I'm not interested in the long term accuracy over thousands of years here.
If I were, I'd not be considering the Metonic Cycle at all!

I'm looking at short periods of a few years that could be used in a schematic lunisolar calendar. Such short periods could be concatenated to make a calendar of arbitrarily good long term accuracy. A mean lunation of 29.5306 days is sufficiently accurate for the purpose of finding such short periods.

Karl

08(04(26

-----Original Message-----
From: East Carolina University Calendar discussion List
[mailto:[hidden email]]On Behalf Of Irv Bromberg
Sent: 22 June 2006 15:03
To: [hidden email]
Subject: Re: Schematic Metonic Cycle


On Jun 22, 2006, at 08:13, Palmen, KEV (Karl) wrote:

> However some multiples of the Metonic cycle may be close to a whole
> number of days. Two such multiple were known to be used or proposed in
> ancient times: The Callypic cycle of 76 years and the Hipparchic Cycle
> of 304 years.
>
> Multiple Years  Lunations   Days (of lunations)
>    1       19     235         6939.691
>    4       76     940        27758.764
>   16      304    3760       111035.056
>
> The Callypic cycle is not a very big improvement on the Metonic cycle,
> but the Hipparchic cycle is.
> I expect the Callypic cycle was chose because when rounded to have
> whole number (27759) days, it has a mean year of exactly 365.25 days
> (as would Lance's A-S Octaeteris). The multiple of three Metonic
> cycles is more accurate than four. I list this and other multiples (up
> to 304 years) whose lunations are within 20% of a day of a whole
> number of days.
>
> Multiple Years  Lunations   Days (of lunations)
>    3       57     705        20819.073
>    6      114    1410        41638.146
>    7      133    1645        48577.837
>   10      190    2350        69396.910
>   13      247    3055        90215.983
>   16      304    3760       111035.056
>
> Clearly the 57-year cycle is closest to a whole number of days.

Karl:

Such calculations are futile, because the duration of the mean lunation
gets progressively shorter, in terms of mean solar days, and is
therefore a moving target over long cycle lengths.  You have also used
a mean synodic month that is a bit more than a second too long for the
present era.

Using the present-era mean synodic month of approximately
29.53058766633 days, my 353-year Rectified Hebrew Calendar leap cycle
with 4366 lunations is 128930.54575 days, which is very close to
128930.5, so a double cycle of 706 years is very close to an integer
number of days = about 257861.0915 mean solar days, which is 2h 11m 46s
in excess of a whole number of days.  However, if one takes into
account the progressive shortening of the mean synodic month over that
interval, by using the average mean synodic month over the 706 year
period, about 29.5305862865 mean solar days, then the 706-year period
starting this year has about 257861.0794 mean solar days, which is 1h
54m 20s in excess of a whole number of days.

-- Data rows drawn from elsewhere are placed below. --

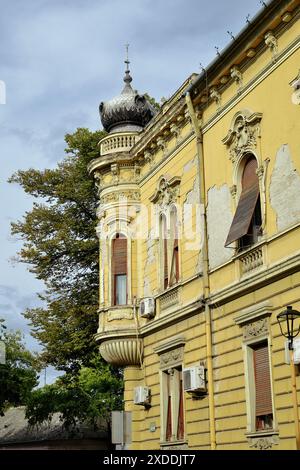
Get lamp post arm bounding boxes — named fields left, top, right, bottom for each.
left=289, top=349, right=300, bottom=450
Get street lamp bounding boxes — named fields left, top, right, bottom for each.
left=277, top=305, right=300, bottom=450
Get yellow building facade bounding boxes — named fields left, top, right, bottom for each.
left=89, top=0, right=300, bottom=450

This calculation says nothing about the goodness of fit of the
"rectified molad", because there is no a priori reason why the leap
cycle length should be associated with an integer number of days with
respect to the number of lunations in the cycle.  As far as I can tell,
the rectified molad has zero error.

What Karl is trying to do, it seems, is substitute a simple fixed
arithmetic leap cycle calculation for the combination of a molad with a
separate solar leap cycle.  This makes me wonder if something like my
linear approximation progressive leap rule may be a good approach here,
except that there would only be the straight diagonal line part, no
horizontal plateau at an earlier or later epoch.